THE National Inpatient Experience Survey asking patients to share their experiences of hospital care during the pandemic has gone live across the South-South West Hospital Group.

The annual survey offers patients the opportunity to share their experiences of being in hospital and to tell the Health Information and Quality Authority (Hiqa) what improvements they believe are necessary, providing a clear picture of the safety and quality of care in Irish hospitals as seen through the eyes of patients.

The survey contains questions on topics such as admission to hospital, care and treatment on the ward, trust in hospital staff, respect and dignity, and discharge from hospital.

The survey will also ask about patients’ experiences of care during the Covid-19 pandemic, such as staff communication while wearing personal protective equipment as well as contact with family and friends, given visitor restrictions.

An estimated 26,197 patients will be eligible to participate in this year’s survey, including over 5,258 people across counties Cork, Waterford, Kerry, and South Tipperary.

Since 2017, almost 40,000 patients have completed the survey nationally.

All patients over 16 years of age who spent 24 hours or more in hospital and were discharged during September are eligible to participate.

Hiqa’s director of the national care experience programme, Rachel Flynn, has encouraged all eligible patients to participate in the survey.

“It is important that as many patients as possible tell us about their experiences of care so that we can identify what is working well in our hospitals, and where improvements are needed,” she said.

“This will be patients’ first opportunity to provide feedback since the impact of the Covid-19 pandemic on our hospitals across Ireland — as such gaining insights and feedback is especially important.
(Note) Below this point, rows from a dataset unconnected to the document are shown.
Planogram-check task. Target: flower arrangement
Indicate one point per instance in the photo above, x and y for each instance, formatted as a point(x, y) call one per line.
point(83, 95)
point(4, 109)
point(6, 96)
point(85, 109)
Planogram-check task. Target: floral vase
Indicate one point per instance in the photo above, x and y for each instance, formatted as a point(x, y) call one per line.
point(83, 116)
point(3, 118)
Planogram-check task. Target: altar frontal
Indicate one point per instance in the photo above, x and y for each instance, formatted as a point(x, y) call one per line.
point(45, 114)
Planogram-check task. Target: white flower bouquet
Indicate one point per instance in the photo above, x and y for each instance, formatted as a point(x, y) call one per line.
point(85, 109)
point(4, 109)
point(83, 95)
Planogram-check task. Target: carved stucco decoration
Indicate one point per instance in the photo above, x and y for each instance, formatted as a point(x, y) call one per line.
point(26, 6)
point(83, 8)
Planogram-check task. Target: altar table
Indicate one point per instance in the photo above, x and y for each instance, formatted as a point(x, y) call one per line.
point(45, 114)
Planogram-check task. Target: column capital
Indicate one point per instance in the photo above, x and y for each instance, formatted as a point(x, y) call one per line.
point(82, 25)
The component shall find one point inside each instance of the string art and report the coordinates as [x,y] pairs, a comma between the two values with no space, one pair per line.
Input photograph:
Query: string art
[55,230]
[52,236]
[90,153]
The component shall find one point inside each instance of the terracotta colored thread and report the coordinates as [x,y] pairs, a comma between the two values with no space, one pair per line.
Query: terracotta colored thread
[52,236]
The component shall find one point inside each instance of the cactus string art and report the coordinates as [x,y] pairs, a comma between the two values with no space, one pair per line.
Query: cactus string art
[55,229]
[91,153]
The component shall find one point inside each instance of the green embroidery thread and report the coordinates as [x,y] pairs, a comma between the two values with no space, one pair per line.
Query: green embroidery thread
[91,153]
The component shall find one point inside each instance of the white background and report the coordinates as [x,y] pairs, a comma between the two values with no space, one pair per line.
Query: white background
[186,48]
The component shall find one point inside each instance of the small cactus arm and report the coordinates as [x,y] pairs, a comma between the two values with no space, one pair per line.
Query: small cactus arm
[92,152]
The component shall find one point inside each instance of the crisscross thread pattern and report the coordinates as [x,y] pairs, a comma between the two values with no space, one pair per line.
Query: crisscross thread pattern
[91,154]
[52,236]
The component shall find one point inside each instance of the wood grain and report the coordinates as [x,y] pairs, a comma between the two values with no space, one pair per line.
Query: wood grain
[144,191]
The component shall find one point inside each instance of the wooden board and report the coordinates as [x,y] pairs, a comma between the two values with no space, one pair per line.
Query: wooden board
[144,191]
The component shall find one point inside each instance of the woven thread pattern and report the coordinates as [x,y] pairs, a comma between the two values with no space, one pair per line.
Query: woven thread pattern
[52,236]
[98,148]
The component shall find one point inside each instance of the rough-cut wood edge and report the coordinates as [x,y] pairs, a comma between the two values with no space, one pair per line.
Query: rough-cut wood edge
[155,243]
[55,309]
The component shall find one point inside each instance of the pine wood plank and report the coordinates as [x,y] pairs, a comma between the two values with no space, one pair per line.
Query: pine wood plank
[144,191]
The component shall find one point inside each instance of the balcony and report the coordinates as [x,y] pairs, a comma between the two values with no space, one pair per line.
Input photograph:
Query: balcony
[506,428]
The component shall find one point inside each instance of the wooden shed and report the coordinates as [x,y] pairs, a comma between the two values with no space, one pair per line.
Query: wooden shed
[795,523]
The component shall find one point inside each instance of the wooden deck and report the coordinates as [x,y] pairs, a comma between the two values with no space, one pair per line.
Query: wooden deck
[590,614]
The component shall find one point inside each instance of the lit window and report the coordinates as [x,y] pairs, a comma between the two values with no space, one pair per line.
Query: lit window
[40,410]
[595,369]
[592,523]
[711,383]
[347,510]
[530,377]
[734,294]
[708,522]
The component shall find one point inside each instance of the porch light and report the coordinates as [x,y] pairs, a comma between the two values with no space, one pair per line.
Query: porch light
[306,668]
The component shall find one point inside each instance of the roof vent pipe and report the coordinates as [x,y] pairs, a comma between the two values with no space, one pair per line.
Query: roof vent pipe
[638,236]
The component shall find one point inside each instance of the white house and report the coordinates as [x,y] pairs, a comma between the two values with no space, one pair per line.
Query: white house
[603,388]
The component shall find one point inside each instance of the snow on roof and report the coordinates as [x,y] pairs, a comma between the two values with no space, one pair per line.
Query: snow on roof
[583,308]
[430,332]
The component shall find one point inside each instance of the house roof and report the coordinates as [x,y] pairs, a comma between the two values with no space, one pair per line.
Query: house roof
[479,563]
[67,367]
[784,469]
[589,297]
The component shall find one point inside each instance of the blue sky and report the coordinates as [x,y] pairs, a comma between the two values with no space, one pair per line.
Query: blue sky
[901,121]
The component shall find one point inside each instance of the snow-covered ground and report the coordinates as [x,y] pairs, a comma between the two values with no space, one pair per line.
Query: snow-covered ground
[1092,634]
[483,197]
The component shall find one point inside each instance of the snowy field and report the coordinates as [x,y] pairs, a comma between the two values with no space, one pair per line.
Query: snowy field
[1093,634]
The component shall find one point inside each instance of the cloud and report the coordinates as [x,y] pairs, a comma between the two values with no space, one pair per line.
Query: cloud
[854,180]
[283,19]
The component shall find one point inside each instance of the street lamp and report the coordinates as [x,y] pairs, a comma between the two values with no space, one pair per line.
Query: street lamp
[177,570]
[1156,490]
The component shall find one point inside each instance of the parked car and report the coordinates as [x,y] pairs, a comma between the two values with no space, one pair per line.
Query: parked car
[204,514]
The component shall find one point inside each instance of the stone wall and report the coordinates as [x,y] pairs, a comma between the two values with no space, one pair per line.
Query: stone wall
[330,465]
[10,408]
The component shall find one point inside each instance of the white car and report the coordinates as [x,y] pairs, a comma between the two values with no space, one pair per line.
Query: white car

“While a number of positive changes were identified and acted on in the previous National Inpatient Experience Survey, a lot more needs to be done. It is by listening and learning from the experiences of patients that we can bring about effective and sustainable changes across the healthcare sector,” she said.

South Infirmary Victoria University Hospital CEO Helen Donovan said: “Listening to the needs of our patients and responding with solutions is fundamental to how we approach patient-centred care at South Infirmary Victoria University Hospital. On foot of the feedback received from the 2019 National Inpatient Experience Survey, we have made improvements in developing the #hellomynameis campaign, patient discharge leaflet, standardised drug charts, improved signage.

“We promote and encourage feedback directly from our patients about what is working well in our hospital, and we constantly strive to address any identified areas of care/concern we can work on to improve.”

Mercy University Hospital CEO Sandra Daly said that the survey plays a “crucial role in obtaining the patient perspective” with a view to establishing a safe, compassionate, and patient-focused service culture at the hospital.

“We would like to extend our sincere gratitude to our patients for providing us with their valuable feedback in previous surveys,” she said. “Unfortunately, the 2020 survey could not be conducted due to the impact of the Covid-19 pandemic on the health service. Therefore, we are encouraging our patients to participate in the 2021 survey and hope to build on the high percentage of responses that we have had in previous years.”